Les berges de la rivière s'écroulent aux abords de sa maison, le combat d'une octogénaire contre les pouvoirs publics

Depuis des années, les berges du jardin d'Anne-Marie, traversées par un cours d'eau, souffrent d'érosion, en raison, selon elle, d'une trop forte pression de l'eau en amont de la Varenne. Aujourd'hui, elle tente, sans succès pour l'heure, de faire valoir sa cause auprès des pouvoirs publics.

De l’eau a coulé sous les ponts depuis que Guillaume le Conquérant a séjourné dans ce très joli bourg de 2 800 habitants. Un peu trop d’eau d'ailleurs puisque les rives de la petite rivière la Varenne se dégradent lentement sur la commune d'Ambrières-les-Vallées.

Et personne ne réagit. Sauf une riveraine de 80 ans. Anne-Marie Savignac a déjà dépensé  2 500 euros pour reconstruire un mur qui s'est de nouveau écroulé.

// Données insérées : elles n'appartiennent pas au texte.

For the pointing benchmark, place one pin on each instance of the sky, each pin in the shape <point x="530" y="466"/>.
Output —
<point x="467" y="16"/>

Et aucune solution ne parait envisageable.

Le problème viendrait d'un trop forte pression des cours d'eau en amont de la Varenne. 

Depuis 10 ans, après de nombreux courriers, tous les services "concernés" lui répondent qu'ils ne sont pas "concernés".

"J'en ai dénombré huit, explique l'octogénaire, qui énumère, vous avez la commune d'Ambrières, naturellement, la communauté de commune du bocage mayennais, l'urbanisme, puisque la rivière vient de la ville, les Monuments de France".

15 000 euros de frais d'étude

Du côté du premier interlocuteur, la mairie, on aimerait pouvoir intervenir. Mais problème, ce ne sont plus les communes qui gardent la compétence sur les cours d’eau.

"Il y a bien des berges qui s'effondrent, nous sommes sur un intérêt collectif puisqu'il y a plusieurs propriétaires concernés, explique Guy Ménard, maire (UDI) d'Ambrières-les-Vallées, alors qui doit passer à l'acte ? Au niveau d'une mairie, nous sommes au quotidien confrontés à ces problématiques, donc nous poussons pour qu'il y ait une prise de décision".

Mais dans ce dossier, il y a trop de décisionnaires possibles. De ce fait, personne ne provoque les travaux de consolidations, et la situation devient Kafkaienne. Seule possibilité : payer un bureau d’études.

"Au niveau de la commune, nous sommes partants pour participer, il n'y a pas de soucis, poursuit le maire, le conseil municipal a voté déjà un montant de 15 000 euros pour aider à l'étude, pour l'instant ".

À Ambrières les vallées, ils sont une trentaine de riverains dans la même situation qu'Anne-Marie.